The Samsung Galaxy S8/S8+ do not collectively obviate this strategy: That OnePlus 3T, in particular, does indeed provide a viable alternative to other high-end, flagship-class handsets like the Pixel or even the iPhone. But that reality suggests that something needs to change in the premium segment, too. It’s not enough to have a brand or a logo. Those devices need to be much better too. They need to justify their price.
Today, I feel that the iPhone 7 Plus does not meet this bar. The camera is a step down from the camera in the iPhone 6 Plus and the design is basically identical to that of the iPhone 6 Plus and 6S Plus. It’s a 6SS, if you will. (I likewise feel that iPhone still offers compelling advantages over any Android handset. That is a different conversation.) Likewise, the Pixel XL does not meet this bar: It is a step down from the Nexus 6P, especially the camera. And it’s so much more expensive, a vain money grab on Google’s part.
Whether last year’s Note 7 fiasco triggered a sense of need or even desperation at Samsung is unclear. To be fair to the company, it has been innovating in large handsets with curved screens for years, and going nearly bezel-less is a somewhat obvious strategy. It doesn’t matter. Whatever the reason, we’re seeing very real form factor innovation here, and the Samsung Galaxy S8+ in particular—I can’t speak to the slightly smaller S8—is proof positive that beauty and elegance still matter. This device makes the iPhone 7 Plus and derivative Pixel XL look pedestrian by comparison. In fact, this handset makes every other phone look pedestrian.
If you’re familiar with Samsung’s previous generation Galaxy handsets, in particular the S7 and S7 Edge, this look will be familiar but enhanced. For anyone who has stuck, lemming-like, to the iPhone, this device will be like a sharp, sudden slap to the face. It’s a wake-up call.
Where the iPhone 7 Plus is squat, thick, and heavy, the Galaxy S8+ is tall and thin, with no sharp edges anywhere. Every corner on this device is rounded, and elegant, from the corners of the device itself to the corners of that gorgeous wraparound screen. When you see it sitting inert in the box, you almost gasp out loud. But when you power it on, you won’t be able to help yourself. It’s that much better looking.
Now there are going to be goofy things to deal with there. The tall, oddly-proportioned, super-widescreen display will no doubt trigger some letterboxing effects with some apps. (I know there are software controls to help mitigate this.) The placement of the fingerprint reader, right next to the camera, is a crime against humanity, and will result in much smudging of that camera; I will investigate the device’s other sign-in capabilities (which include iris scanning). There are Samsung oddities all over this device, and it is still very busy compared to, say, the pristine iPhone experience.

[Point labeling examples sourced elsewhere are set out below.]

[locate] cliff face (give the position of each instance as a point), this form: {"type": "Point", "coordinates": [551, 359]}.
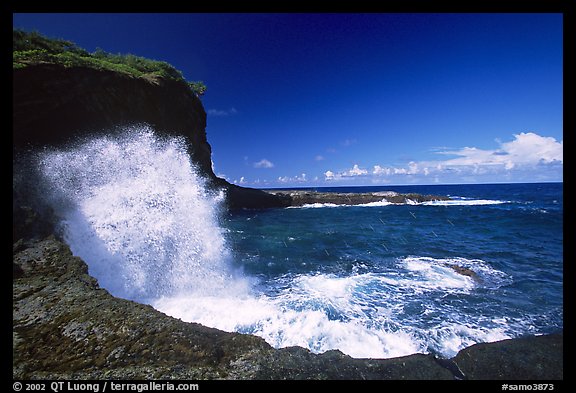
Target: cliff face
{"type": "Point", "coordinates": [66, 326]}
{"type": "Point", "coordinates": [53, 105]}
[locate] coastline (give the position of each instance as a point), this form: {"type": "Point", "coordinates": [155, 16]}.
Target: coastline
{"type": "Point", "coordinates": [66, 327]}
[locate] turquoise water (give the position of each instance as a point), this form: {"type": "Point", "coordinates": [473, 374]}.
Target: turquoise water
{"type": "Point", "coordinates": [372, 281]}
{"type": "Point", "coordinates": [390, 269]}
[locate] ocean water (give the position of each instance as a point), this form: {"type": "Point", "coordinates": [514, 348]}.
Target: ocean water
{"type": "Point", "coordinates": [376, 281]}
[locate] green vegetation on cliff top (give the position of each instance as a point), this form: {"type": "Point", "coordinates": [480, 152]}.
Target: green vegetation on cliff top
{"type": "Point", "coordinates": [31, 48]}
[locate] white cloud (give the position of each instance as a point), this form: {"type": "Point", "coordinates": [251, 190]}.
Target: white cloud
{"type": "Point", "coordinates": [263, 163]}
{"type": "Point", "coordinates": [528, 157]}
{"type": "Point", "coordinates": [295, 179]}
{"type": "Point", "coordinates": [221, 112]}
{"type": "Point", "coordinates": [527, 152]}
{"type": "Point", "coordinates": [526, 149]}
{"type": "Point", "coordinates": [356, 171]}
{"type": "Point", "coordinates": [348, 142]}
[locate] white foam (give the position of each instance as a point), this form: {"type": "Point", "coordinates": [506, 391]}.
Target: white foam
{"type": "Point", "coordinates": [457, 201]}
{"type": "Point", "coordinates": [135, 210]}
{"type": "Point", "coordinates": [464, 202]}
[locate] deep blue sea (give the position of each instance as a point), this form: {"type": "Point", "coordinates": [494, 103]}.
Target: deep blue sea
{"type": "Point", "coordinates": [380, 280]}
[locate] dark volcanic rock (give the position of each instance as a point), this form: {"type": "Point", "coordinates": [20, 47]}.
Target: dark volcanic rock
{"type": "Point", "coordinates": [528, 358]}
{"type": "Point", "coordinates": [54, 105]}
{"type": "Point", "coordinates": [300, 197]}
{"type": "Point", "coordinates": [64, 326]}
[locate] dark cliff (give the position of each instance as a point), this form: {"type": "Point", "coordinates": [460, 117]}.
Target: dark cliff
{"type": "Point", "coordinates": [66, 326]}
{"type": "Point", "coordinates": [55, 105]}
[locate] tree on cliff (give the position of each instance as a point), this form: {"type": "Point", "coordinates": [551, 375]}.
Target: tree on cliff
{"type": "Point", "coordinates": [29, 48]}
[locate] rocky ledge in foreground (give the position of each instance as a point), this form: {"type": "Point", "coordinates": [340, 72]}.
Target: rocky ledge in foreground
{"type": "Point", "coordinates": [306, 197]}
{"type": "Point", "coordinates": [66, 327]}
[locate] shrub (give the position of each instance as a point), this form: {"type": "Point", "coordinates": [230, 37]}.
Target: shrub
{"type": "Point", "coordinates": [30, 48]}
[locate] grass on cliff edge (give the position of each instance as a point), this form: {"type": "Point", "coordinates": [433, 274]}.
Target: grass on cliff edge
{"type": "Point", "coordinates": [30, 48]}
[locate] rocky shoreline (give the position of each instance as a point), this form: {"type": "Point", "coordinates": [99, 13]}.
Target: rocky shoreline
{"type": "Point", "coordinates": [66, 327]}
{"type": "Point", "coordinates": [306, 197]}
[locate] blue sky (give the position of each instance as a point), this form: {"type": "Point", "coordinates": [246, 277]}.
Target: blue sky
{"type": "Point", "coordinates": [298, 100]}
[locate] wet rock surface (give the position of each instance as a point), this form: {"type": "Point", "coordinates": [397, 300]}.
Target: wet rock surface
{"type": "Point", "coordinates": [301, 197]}
{"type": "Point", "coordinates": [66, 327]}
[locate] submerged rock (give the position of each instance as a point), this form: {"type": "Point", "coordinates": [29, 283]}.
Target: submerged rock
{"type": "Point", "coordinates": [66, 327]}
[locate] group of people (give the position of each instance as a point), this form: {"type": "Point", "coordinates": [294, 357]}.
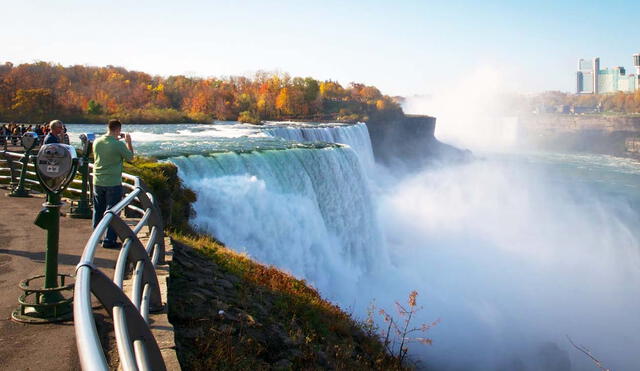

It’s not perfect, in other words.
But my God. It is beautiful. And as any truly pretty person can tell you, that beauty really can make up for shortcomings in other areas. It can make you accept flaws that would be unbearable, shall we say, in one of those more pedestrian devices.
And to be fair to Samsung yet again, it’s not just gorgeous. The Galaxy S8+ is also a monster of a phone.
In the US, it’s powered by an octa-core Qualcomm Snapdragon 835 processor, the same platform that Microsoft is pinning its Windows 10 on ARM hopes on. It comes configured with 4 GB of RAM, 64 GB of expandable storage (bless you, Samsung), and a 6.2-inch curved display running at 2960 x 1440 pixels (though it is set to a lower resolution by default for battery life reasons). It has a 12 MP rear-facing camera with optical image stabilization and a f/1.7 aperture and could very well be the best smartphone camera in the world.
There is a lot going on here, a lot to test. And of course, my ongoing testing of less expensive Android handsets too. So I’ll check in from time to time as these tests continue. But know this: Samsung absolutely just raised the bar. And the rest of the industry is going to have to rally to try and catch up.